Tidier cleans up old GitHub issues and pull requests. By default, Tidier looks for issues and pull requests that have the label waiting on response, and closes them with a friendly comment if no activity has occurred for 90 days. This allows you to leave behind bug reports that were never followed up, without needing to aggressively close issues ahead of time.

Usage

This is a standard Python app. Install the dependencies in poetry.lock, then run tidier.py. You will probably want to do this in a cron job or something similar. I would recommend creating a free Railway app. Then you can set Tidier's environment variables (see below) as variables.

Configuration

Configuration is done through environment variables.

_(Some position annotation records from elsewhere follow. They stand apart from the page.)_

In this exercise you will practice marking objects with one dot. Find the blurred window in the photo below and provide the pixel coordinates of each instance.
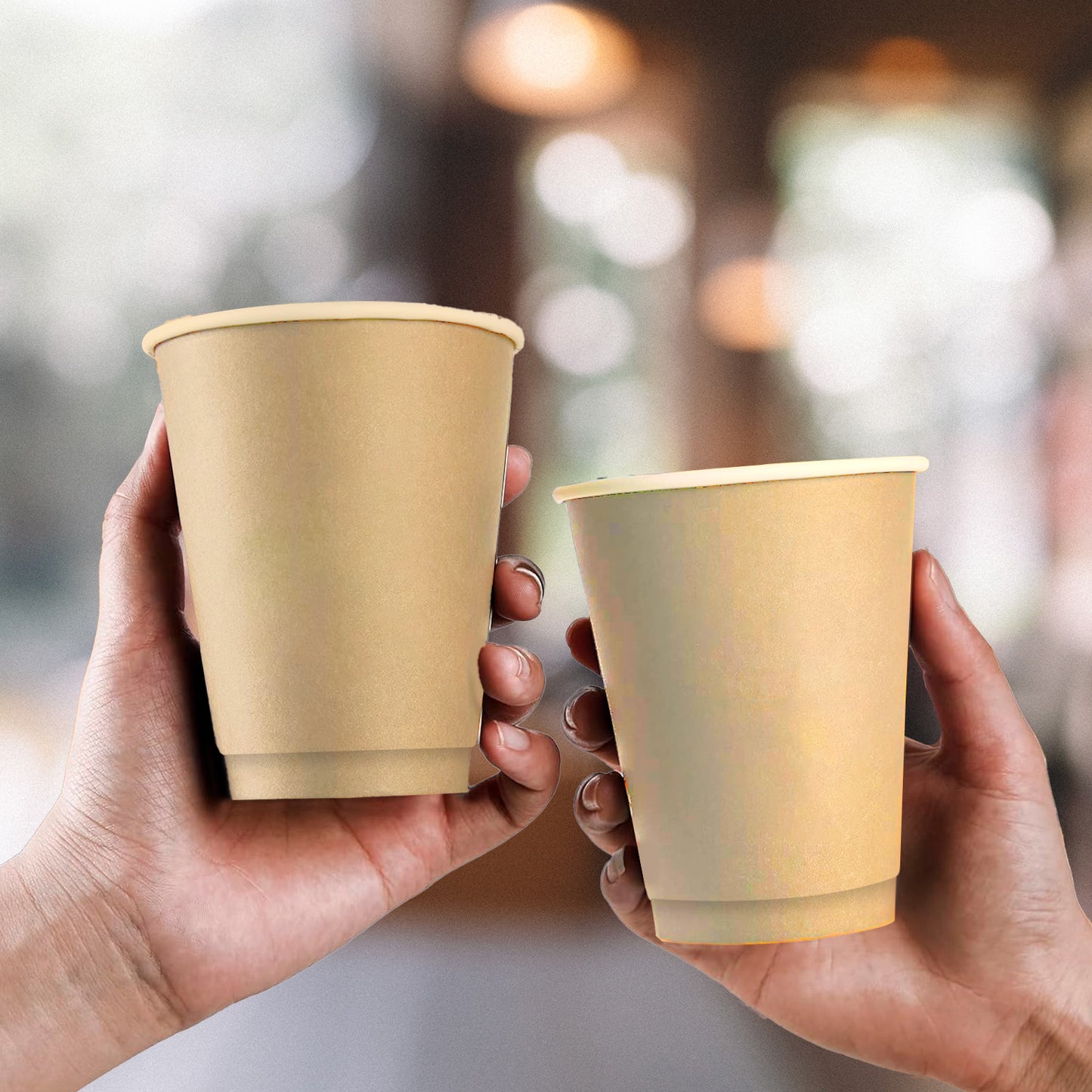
(917, 296)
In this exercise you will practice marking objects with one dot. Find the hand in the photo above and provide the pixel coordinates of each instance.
(157, 902)
(985, 977)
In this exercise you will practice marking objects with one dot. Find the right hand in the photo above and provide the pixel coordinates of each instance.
(985, 977)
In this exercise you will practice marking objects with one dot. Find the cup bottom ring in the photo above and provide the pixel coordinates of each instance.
(336, 775)
(756, 922)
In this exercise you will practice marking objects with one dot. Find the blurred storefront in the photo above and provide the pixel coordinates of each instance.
(734, 234)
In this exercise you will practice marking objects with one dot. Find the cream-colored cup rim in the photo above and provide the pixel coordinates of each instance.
(741, 475)
(348, 309)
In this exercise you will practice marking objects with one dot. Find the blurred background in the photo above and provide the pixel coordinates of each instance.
(734, 233)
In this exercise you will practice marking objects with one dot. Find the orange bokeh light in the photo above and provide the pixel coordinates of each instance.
(549, 60)
(905, 69)
(734, 305)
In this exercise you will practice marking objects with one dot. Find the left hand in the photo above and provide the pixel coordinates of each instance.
(145, 905)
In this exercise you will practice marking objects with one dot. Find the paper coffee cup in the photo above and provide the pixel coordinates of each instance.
(340, 473)
(751, 627)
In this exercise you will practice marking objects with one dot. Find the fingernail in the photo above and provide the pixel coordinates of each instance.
(512, 738)
(156, 417)
(571, 724)
(530, 569)
(520, 660)
(590, 793)
(942, 584)
(616, 866)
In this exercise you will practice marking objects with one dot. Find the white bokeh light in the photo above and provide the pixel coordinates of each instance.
(841, 348)
(579, 176)
(583, 330)
(1003, 236)
(649, 224)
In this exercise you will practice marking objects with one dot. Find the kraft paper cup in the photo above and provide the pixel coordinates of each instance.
(751, 626)
(340, 471)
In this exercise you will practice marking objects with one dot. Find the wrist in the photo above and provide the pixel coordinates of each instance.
(1052, 1052)
(80, 989)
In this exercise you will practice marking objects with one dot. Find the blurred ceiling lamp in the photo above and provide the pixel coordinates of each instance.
(549, 59)
(734, 305)
(898, 71)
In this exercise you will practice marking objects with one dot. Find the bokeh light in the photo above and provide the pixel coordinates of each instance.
(841, 348)
(549, 60)
(579, 176)
(736, 305)
(649, 224)
(1001, 235)
(583, 330)
(905, 70)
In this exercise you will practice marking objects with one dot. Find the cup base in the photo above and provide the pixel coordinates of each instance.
(338, 775)
(761, 922)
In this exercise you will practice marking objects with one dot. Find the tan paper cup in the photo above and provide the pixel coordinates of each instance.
(751, 627)
(340, 471)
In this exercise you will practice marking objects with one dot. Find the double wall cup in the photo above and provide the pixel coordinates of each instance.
(340, 474)
(751, 627)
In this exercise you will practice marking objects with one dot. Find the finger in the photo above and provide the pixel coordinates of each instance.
(621, 883)
(501, 806)
(586, 723)
(602, 810)
(982, 729)
(518, 590)
(582, 643)
(512, 679)
(623, 886)
(517, 472)
(141, 594)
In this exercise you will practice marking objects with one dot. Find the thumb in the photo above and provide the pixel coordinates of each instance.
(140, 574)
(984, 735)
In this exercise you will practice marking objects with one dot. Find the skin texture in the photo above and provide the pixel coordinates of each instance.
(147, 901)
(983, 979)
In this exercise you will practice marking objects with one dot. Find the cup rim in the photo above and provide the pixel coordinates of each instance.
(741, 475)
(343, 309)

  • TIDIER_ACCESS_TOKEN (Mandatory) Personal access token for the GitHub API. Needs the public_repo scope at least, and possibly repo if you want Tidier to manage your private repositories also.
  • TIDIER_FOR_REAL (Defaults to disabled) Unless this variable is set, Tidier will do a dry run and tell you what it would close, if anything.
  • TIDIER_LABEL (Defaults to waiting on response) The label used to identify issues and pull requests that should be closed.
  • TIDIER_INCLUDE_REPOS (Defaults to including everything) Regex that repository names (e.g. raxod502/straight.el) must match to be considered.
  • TIDIER_EXCLUDE_REPOS (Defaults to excluding nothing) Regex that repository names must not match to be considered.
  • TIDIER_NUM_DAYS (Defaults to 90) Number of days of inactivity after which issues and pull requests will be closed.
  • TIDIER_COMMENT_FORMAT (See below) Template for comment that is posted.
  • TIDIER_WEBHOOK (Defaults to none) URL to which to send an HTTP request after Tidier finishes. For example, this allows you to integrate with Dead Man's Snitch for error reporting.

Comment format

The default TIDIER_COMMENT_FORMAT (with newlines added for readability) is:

This thread is being closed automatically by
[Tidier](https://github.com/radian-software/tidier) because it is labeled with
"{label}" and has not seen any activity for {num_days} days. But don't
worry—if you have any information that might advance the discussion,
leave a comment and the thread may be reopened :)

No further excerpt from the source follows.